Israelis across much of the country’s political spectrum remain skeptical of the deal, which traded sanctions relief for a rollback in Iran’s enrichment of nuclear fissile material. The main criticism is that the pact does not completely end enrichment, and some of its provisions “sunset” or lapse after a decade. Also problematic, they say, is that the deal does not deal with Iran’s missile development program or its regional adventurism. Gantz and other officials have said that any new deal should address those issues.

But Naftali Bennett, the Israeli prime minister who ousted Netanyahu in the March elections, has said repeatedly that he wants to repair ties between Israel and U.S. Democrats that were damaged in large part by Netanyahu’s out-front opposition to Obama and warm embrace of Trump.

Iran’s government, which has abandoned parts of the deal since Trump’s pullout and taken a harder line following the most recent elections, has rejected bids by the United States to negotiate its reentry.
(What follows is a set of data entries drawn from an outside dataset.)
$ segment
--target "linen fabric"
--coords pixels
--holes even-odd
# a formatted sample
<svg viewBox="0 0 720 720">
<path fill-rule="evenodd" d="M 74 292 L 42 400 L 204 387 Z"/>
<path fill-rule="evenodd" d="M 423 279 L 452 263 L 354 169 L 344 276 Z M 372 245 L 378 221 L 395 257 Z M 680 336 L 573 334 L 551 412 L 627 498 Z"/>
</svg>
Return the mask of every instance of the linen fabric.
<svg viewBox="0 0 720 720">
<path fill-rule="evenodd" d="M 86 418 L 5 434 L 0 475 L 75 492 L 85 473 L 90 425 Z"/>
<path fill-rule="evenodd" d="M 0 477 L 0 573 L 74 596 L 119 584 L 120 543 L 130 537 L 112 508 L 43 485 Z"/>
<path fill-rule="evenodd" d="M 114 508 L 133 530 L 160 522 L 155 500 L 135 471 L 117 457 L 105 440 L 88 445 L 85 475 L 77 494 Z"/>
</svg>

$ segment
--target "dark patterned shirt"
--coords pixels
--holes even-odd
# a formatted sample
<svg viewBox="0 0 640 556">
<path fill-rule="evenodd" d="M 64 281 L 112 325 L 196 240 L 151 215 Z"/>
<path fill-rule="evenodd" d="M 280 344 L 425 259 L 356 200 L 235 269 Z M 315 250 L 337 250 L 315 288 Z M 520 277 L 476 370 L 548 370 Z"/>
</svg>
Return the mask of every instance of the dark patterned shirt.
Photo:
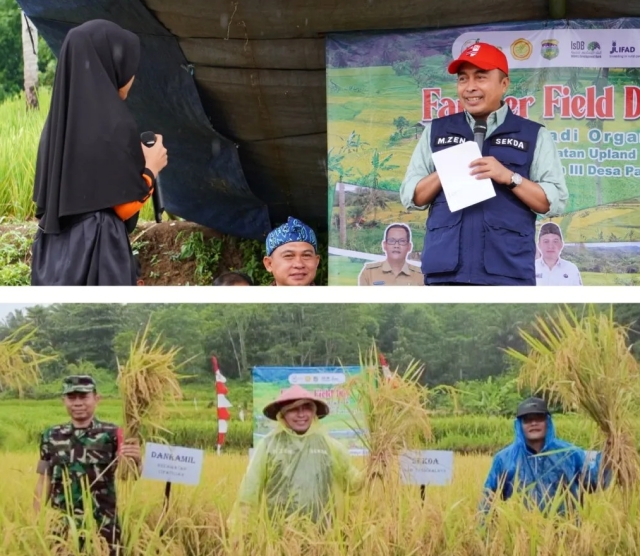
<svg viewBox="0 0 640 556">
<path fill-rule="evenodd" d="M 99 524 L 115 520 L 117 431 L 94 419 L 87 428 L 67 423 L 42 434 L 38 473 L 51 478 L 52 507 L 81 517 L 84 491 Z"/>
</svg>

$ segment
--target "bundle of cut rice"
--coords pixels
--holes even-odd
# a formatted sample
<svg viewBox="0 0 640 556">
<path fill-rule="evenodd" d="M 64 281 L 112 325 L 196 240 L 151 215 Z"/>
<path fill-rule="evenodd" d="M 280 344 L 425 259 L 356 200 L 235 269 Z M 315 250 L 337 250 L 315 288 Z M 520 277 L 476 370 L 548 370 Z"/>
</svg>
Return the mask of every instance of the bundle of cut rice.
<svg viewBox="0 0 640 556">
<path fill-rule="evenodd" d="M 633 432 L 640 366 L 628 345 L 628 328 L 614 322 L 612 310 L 589 306 L 582 316 L 565 308 L 555 317 L 538 317 L 533 334 L 520 334 L 529 354 L 507 350 L 522 364 L 520 385 L 591 417 L 602 435 L 603 468 L 621 488 L 631 489 L 640 477 Z"/>
<path fill-rule="evenodd" d="M 378 359 L 375 346 L 366 356 L 360 354 L 360 373 L 347 382 L 347 390 L 356 400 L 357 411 L 352 415 L 369 451 L 366 476 L 385 480 L 397 475 L 402 451 L 431 438 L 431 425 L 428 392 L 419 383 L 423 366 L 412 362 L 399 373 L 383 363 L 381 373 Z"/>
<path fill-rule="evenodd" d="M 160 337 L 148 340 L 149 324 L 131 344 L 129 358 L 124 365 L 118 361 L 118 387 L 123 400 L 124 441 L 152 440 L 158 431 L 167 431 L 161 423 L 167 405 L 182 398 L 176 371 L 179 348 L 165 349 Z M 119 466 L 121 478 L 133 470 Z"/>
<path fill-rule="evenodd" d="M 17 390 L 22 397 L 26 387 L 40 382 L 39 366 L 55 359 L 29 346 L 36 332 L 36 328 L 25 325 L 0 341 L 0 390 Z"/>
</svg>

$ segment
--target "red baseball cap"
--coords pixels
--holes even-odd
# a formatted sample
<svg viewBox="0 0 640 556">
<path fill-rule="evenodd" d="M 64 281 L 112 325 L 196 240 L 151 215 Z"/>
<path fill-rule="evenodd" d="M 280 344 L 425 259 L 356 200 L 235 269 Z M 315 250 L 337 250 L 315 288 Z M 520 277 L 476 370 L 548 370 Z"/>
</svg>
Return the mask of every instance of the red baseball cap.
<svg viewBox="0 0 640 556">
<path fill-rule="evenodd" d="M 502 50 L 486 42 L 477 42 L 465 48 L 458 59 L 449 64 L 449 73 L 458 73 L 458 69 L 465 62 L 487 71 L 499 69 L 509 75 L 507 57 Z"/>
</svg>

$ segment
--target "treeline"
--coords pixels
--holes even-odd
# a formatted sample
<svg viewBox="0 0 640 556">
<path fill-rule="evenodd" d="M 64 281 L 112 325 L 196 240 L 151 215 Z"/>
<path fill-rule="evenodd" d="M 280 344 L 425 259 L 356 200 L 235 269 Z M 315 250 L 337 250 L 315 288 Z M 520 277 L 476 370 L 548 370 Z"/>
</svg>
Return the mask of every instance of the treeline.
<svg viewBox="0 0 640 556">
<path fill-rule="evenodd" d="M 508 371 L 503 349 L 524 349 L 519 329 L 553 305 L 400 304 L 53 304 L 10 313 L 0 339 L 35 327 L 31 347 L 55 355 L 43 366 L 45 381 L 69 372 L 98 372 L 113 379 L 116 359 L 126 359 L 136 334 L 180 348 L 182 369 L 209 380 L 215 354 L 230 378 L 250 379 L 253 366 L 357 365 L 375 341 L 392 367 L 425 364 L 425 383 L 454 384 Z M 602 307 L 609 310 L 608 307 Z M 640 320 L 640 305 L 613 308 L 620 324 Z M 632 331 L 631 341 L 640 339 Z"/>
<path fill-rule="evenodd" d="M 22 91 L 22 12 L 16 0 L 0 0 L 0 102 Z M 40 86 L 51 86 L 56 58 L 38 35 L 38 73 Z"/>
</svg>

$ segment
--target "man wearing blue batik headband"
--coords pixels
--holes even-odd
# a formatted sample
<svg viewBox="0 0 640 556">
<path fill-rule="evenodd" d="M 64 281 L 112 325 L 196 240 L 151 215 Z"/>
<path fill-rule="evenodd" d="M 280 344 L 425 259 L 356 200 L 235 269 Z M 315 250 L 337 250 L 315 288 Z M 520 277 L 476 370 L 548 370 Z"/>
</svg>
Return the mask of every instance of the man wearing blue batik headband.
<svg viewBox="0 0 640 556">
<path fill-rule="evenodd" d="M 273 286 L 313 286 L 320 256 L 315 232 L 289 217 L 267 236 L 264 266 L 273 274 Z"/>
</svg>

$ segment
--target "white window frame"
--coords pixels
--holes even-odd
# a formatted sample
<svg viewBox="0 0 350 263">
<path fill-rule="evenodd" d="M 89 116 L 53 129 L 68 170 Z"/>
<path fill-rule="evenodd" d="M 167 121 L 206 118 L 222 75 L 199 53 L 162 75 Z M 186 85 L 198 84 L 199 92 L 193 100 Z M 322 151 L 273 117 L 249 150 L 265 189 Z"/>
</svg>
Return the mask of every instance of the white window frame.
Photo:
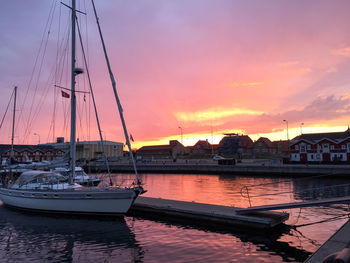
<svg viewBox="0 0 350 263">
<path fill-rule="evenodd" d="M 324 153 L 329 153 L 329 143 L 323 143 L 322 144 L 322 151 Z"/>
</svg>

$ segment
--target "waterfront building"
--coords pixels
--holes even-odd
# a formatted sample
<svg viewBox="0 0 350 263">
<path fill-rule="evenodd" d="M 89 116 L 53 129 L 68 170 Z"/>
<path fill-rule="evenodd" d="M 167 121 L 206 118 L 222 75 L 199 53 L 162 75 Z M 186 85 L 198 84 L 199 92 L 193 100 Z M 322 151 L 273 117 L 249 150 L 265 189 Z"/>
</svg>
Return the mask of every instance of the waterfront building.
<svg viewBox="0 0 350 263">
<path fill-rule="evenodd" d="M 189 150 L 177 140 L 171 140 L 166 145 L 143 146 L 136 151 L 136 155 L 142 159 L 175 159 L 188 153 Z"/>
<path fill-rule="evenodd" d="M 260 137 L 252 145 L 254 154 L 276 154 L 277 145 L 269 140 L 266 137 Z"/>
<path fill-rule="evenodd" d="M 18 162 L 32 160 L 36 162 L 52 161 L 62 157 L 65 151 L 49 145 L 14 145 L 14 159 Z M 8 160 L 11 155 L 11 144 L 0 144 L 1 160 Z"/>
<path fill-rule="evenodd" d="M 350 129 L 295 137 L 290 143 L 290 160 L 296 163 L 349 163 Z"/>
<path fill-rule="evenodd" d="M 107 158 L 119 159 L 123 157 L 123 143 L 103 141 Z M 57 138 L 57 143 L 48 143 L 45 145 L 52 146 L 63 152 L 69 151 L 69 142 L 63 142 L 62 138 Z M 76 159 L 91 160 L 102 158 L 103 151 L 101 141 L 78 141 L 76 142 Z"/>
<path fill-rule="evenodd" d="M 288 140 L 279 140 L 272 142 L 277 150 L 278 154 L 281 154 L 284 157 L 289 156 L 289 141 Z"/>
<path fill-rule="evenodd" d="M 219 143 L 220 154 L 251 154 L 252 145 L 253 141 L 248 135 L 227 133 Z"/>
<path fill-rule="evenodd" d="M 218 153 L 218 145 L 217 144 L 210 144 L 208 139 L 199 140 L 196 142 L 193 146 L 187 147 L 191 154 L 193 155 L 210 155 L 210 154 L 217 154 Z"/>
</svg>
The agreement, known as the Joint Comprehensive Plan of Action, remains in place, with the other parties — the European Union, Britain, France, Germany, Russia and China — still committed to it, at least on paper.

Gantz told Foreign Policy that he wants to hear more from the United States about a “viable U.S.-led plan B” of sanctions against Iran to rally the international community to squeeze Iran should it resist U.S. terms for American reentry. Along with the United States, he wants the plan to include Europe, Asia and particularly China, an emerging economic powerhouse.

“Israel has no ability to lead a real plan B, we can’t put together an international economic sanctions regime,” he said. “This has to be led by the U.S.”

A spokesman for Gantz later told the Times of Israel that Gantz meant that Israel would support an agreement that was longer and stronger than the current JCPOA.

Biden wants to reenter the deal because he sees it as the best means of keeping Iran from acquiring a nuclear weapon. Experts have said that since Trump’s withdrawal in 2018 and Iran’s retaliatory violations, the country has gone from being a year away from acquiring a weapon to just months away.